Dr. Darius Sidlauskas' talk on DB seminar

Title: "Parallel Processing of Massive Update and Query Workloads in Main Memory"

 

Abstract: The efficient processing of workloads that interleave moving-object updates and queries is challenging. In addition to the conflicting needs for update-efficient versus query-efficient data structures, the increasing parallel capabilities of multi-core processors yield challenges. To prevent concurrency anomalies and to ensure correct system behavior, conflicting update and query operations must be serialized. In this setting, it is a key concern to avoid that operations are blocked, which leaves processing cores idle.
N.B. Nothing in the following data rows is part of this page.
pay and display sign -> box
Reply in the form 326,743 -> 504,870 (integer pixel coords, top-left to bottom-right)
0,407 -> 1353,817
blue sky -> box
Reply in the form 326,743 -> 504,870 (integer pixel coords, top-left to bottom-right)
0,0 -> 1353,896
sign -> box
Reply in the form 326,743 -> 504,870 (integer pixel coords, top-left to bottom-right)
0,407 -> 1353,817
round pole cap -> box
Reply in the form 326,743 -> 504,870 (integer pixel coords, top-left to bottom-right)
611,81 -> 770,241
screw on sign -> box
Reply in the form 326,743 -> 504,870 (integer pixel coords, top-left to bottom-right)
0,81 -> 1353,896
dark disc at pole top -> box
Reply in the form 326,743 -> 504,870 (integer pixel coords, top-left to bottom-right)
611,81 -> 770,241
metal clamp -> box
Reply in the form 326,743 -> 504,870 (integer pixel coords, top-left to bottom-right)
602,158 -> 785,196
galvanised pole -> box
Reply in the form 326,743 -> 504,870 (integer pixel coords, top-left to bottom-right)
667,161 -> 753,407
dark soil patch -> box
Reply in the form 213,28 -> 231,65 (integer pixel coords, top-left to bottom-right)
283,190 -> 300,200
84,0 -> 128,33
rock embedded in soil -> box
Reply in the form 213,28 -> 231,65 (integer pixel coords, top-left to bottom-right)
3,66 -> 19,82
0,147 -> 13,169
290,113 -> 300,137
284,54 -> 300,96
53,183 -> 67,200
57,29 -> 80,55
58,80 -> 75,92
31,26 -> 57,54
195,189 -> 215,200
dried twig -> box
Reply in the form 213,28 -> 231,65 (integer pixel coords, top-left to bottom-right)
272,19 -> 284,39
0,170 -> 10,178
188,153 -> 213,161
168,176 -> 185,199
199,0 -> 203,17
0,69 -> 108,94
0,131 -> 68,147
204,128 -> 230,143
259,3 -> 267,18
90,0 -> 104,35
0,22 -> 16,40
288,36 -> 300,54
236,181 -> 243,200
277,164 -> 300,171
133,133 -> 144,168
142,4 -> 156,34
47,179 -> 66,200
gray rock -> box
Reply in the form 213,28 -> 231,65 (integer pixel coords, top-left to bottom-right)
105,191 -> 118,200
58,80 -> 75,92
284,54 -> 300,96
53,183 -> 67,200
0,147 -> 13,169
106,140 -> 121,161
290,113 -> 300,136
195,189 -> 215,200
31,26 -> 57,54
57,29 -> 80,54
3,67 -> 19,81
This talk investigates spatial indexing techniques that aim to support these workloads on modern processors. As hard drives, involving moving mechanical parts, are often too slow for such workloads, the talk focuses on main memory solutions. It first compares the performance of two broad existing classes of spatial indexes-data partitioning and space partitioning indexes. The results show that a static grid-based index excels under update-intensive loads. Then, we look at a number of our proposed grid-based techniques that enable highly parallel workload processing. Since some techniques trade query-freshness for higher parallelism, the talk also examines concurrency degrees from traditional transaction processing in the context of our target domain. This includes proposing new semantics that enable a high degree of parallelism and ensure up-to-date query results. Finally, the talk includes empirical results conducted on modern processors showing that our proposals scale near-linearly with the number of hardware threads and thus are able to benefit from increasing on-chip parallelism.

Bio: Darius Sidlauskas is a postdoctoral researcher at the MADALGO (MAssive Data structures and ALGOrithms) research center at Aarhus University, Denmark. In 2012, he received his Ph.D. degree in Computer Science from Aalborg University, Denmark. His research interests include data-intensive systems and their practical applications on modern hardware.